Even share prey throughout their long truce.

Parted, wolf enters the shallows.
Her pelt, the sky, silver as the trout writhing
in her jaws. Bear probes for ants in the
cracked cliff face. On a far canyon's wall,

the pair's likeness is erosion-etched.
The strange bedfellows--bear forever bent to
wolf's ear. Between them, a vein of mica
lustrous as the setting sun.




The Mending

“School children of America!
Help save your fathers, brothers, neighbors
by collecting milkweed pods.”

from a Soil Conservation Service pamphlet, 1945

by Rhett Watts

From Canary Fall 2020

September's end, the last clematis pours
over summer's guardrails, so much spilled cream.

Seeds burst milkweed pods, a chrysalis hangs
its tiny lantern. Three gilt dots seal wings

within like rivets or the molten metal
that heals cracked pottery.

Milkweed tufts loft into air. Land seed parachutes.
Call to mind a brochure Dad saved when

the plant still covered the prairie.

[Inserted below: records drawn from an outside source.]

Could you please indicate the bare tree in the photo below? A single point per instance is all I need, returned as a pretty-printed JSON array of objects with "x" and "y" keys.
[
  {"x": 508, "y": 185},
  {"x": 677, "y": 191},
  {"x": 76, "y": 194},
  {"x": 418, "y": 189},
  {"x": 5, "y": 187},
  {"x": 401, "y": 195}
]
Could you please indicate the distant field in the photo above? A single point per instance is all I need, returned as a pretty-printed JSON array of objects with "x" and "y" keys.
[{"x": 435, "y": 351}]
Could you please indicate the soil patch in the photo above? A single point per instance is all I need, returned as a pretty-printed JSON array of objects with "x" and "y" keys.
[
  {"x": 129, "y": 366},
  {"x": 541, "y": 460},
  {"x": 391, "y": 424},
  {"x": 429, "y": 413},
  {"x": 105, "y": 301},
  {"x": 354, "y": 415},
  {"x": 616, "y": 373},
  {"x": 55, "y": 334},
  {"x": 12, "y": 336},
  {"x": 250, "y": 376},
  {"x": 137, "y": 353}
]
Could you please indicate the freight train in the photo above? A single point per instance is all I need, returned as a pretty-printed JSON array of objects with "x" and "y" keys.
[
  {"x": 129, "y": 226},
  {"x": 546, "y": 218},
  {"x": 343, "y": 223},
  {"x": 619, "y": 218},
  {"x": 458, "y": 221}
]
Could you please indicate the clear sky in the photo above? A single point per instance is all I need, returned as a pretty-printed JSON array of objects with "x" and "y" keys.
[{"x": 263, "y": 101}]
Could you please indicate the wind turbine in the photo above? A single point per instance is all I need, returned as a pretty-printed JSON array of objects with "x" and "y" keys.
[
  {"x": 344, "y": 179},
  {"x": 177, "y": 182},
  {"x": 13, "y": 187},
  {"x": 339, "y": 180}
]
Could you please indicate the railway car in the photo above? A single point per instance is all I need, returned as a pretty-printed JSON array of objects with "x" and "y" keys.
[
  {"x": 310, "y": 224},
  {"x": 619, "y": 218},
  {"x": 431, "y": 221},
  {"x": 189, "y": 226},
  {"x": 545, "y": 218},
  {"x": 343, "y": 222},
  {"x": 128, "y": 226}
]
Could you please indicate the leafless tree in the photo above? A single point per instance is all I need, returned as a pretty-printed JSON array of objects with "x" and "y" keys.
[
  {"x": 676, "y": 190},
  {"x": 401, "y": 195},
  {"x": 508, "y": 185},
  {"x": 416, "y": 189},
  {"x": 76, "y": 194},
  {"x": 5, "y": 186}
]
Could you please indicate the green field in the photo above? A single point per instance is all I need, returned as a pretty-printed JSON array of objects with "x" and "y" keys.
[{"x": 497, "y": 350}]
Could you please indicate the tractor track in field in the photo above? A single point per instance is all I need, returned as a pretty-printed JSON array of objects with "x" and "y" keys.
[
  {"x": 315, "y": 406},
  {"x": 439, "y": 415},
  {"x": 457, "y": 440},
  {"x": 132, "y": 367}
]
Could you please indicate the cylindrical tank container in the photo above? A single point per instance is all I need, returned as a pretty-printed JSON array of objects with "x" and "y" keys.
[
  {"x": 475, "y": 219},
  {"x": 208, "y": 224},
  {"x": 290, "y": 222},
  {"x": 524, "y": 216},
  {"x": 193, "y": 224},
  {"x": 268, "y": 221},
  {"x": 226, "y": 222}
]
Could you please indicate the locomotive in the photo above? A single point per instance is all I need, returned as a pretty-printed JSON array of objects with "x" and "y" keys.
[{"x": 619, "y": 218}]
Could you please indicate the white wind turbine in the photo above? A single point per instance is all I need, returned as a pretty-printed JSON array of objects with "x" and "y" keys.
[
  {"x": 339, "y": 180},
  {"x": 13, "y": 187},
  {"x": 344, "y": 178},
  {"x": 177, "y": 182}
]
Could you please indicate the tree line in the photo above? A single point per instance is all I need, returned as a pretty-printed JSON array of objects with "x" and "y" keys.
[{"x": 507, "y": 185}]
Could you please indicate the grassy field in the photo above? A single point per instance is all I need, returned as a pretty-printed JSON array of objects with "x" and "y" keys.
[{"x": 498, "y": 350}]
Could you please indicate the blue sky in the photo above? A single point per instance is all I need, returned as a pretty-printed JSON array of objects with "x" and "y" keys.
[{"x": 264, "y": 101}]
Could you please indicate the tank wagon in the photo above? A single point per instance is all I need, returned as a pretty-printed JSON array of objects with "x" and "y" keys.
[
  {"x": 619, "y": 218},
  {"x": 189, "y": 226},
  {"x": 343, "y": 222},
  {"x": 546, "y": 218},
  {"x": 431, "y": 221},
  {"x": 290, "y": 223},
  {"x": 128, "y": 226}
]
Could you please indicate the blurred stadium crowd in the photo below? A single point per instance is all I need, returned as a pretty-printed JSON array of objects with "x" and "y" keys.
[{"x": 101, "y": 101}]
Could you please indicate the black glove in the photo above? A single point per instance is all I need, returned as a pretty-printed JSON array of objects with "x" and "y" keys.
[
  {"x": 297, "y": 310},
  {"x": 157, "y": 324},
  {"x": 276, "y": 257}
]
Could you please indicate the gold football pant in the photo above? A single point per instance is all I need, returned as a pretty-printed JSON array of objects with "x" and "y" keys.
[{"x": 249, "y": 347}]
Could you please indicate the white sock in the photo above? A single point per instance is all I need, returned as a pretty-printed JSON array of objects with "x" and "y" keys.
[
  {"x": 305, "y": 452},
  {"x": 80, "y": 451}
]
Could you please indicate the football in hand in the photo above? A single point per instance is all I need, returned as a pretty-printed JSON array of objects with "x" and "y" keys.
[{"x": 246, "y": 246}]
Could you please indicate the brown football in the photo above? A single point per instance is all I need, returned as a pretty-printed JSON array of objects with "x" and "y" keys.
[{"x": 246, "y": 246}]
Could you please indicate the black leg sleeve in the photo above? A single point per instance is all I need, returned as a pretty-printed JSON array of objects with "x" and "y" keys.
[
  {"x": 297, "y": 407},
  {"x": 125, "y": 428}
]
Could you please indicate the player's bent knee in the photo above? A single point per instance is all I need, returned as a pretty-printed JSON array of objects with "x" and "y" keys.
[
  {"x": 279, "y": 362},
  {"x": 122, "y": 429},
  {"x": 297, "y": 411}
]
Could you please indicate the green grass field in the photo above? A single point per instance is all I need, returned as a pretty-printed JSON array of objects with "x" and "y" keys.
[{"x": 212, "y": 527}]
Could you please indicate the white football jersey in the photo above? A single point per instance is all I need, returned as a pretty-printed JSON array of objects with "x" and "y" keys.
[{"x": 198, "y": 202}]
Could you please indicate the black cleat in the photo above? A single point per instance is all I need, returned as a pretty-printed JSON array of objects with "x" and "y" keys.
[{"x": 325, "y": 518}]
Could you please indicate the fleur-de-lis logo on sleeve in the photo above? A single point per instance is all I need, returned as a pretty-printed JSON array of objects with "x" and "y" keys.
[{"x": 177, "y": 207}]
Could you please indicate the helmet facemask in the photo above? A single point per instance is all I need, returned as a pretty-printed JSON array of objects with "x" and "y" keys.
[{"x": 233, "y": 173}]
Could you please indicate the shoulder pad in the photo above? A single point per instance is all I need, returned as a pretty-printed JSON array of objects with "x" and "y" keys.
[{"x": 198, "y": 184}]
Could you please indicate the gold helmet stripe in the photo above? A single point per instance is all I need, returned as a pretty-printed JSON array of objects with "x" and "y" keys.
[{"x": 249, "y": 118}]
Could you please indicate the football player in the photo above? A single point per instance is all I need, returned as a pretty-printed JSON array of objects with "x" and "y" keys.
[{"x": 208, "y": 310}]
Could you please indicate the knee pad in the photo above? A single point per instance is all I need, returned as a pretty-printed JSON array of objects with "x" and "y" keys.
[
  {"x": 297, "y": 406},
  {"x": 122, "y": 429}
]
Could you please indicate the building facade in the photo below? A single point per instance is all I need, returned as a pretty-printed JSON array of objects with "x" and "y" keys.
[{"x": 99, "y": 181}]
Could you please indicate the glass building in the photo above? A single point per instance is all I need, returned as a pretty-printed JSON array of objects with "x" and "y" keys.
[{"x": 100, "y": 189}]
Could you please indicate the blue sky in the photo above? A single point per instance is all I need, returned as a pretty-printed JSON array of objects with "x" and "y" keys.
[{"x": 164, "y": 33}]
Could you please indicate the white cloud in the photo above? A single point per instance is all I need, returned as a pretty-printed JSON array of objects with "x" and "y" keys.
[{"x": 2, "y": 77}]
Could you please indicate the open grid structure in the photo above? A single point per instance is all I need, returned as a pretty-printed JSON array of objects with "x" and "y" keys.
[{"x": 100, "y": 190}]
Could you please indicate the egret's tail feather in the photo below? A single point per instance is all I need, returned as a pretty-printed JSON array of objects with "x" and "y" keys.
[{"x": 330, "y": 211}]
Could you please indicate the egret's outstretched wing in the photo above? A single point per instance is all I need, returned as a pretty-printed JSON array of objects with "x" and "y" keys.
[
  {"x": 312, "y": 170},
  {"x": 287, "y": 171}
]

Millions of
pounds of fluff salvaged for the war effort.

Two pillowcases full stuffed one life vest.
Hollow white spindles trapped air,

waxy coating shed water, saving a pilot
or a sailor from drowning.

Emergent imagoes-- imaginal cells--fully formed,
or not, dry your wings. Flap and glide

heedless of the names we call you: Monarch,
Black-veined Brown, Common Wanderer.

Ride the wind to a home seen only in flight
from above this tangle of green and gold.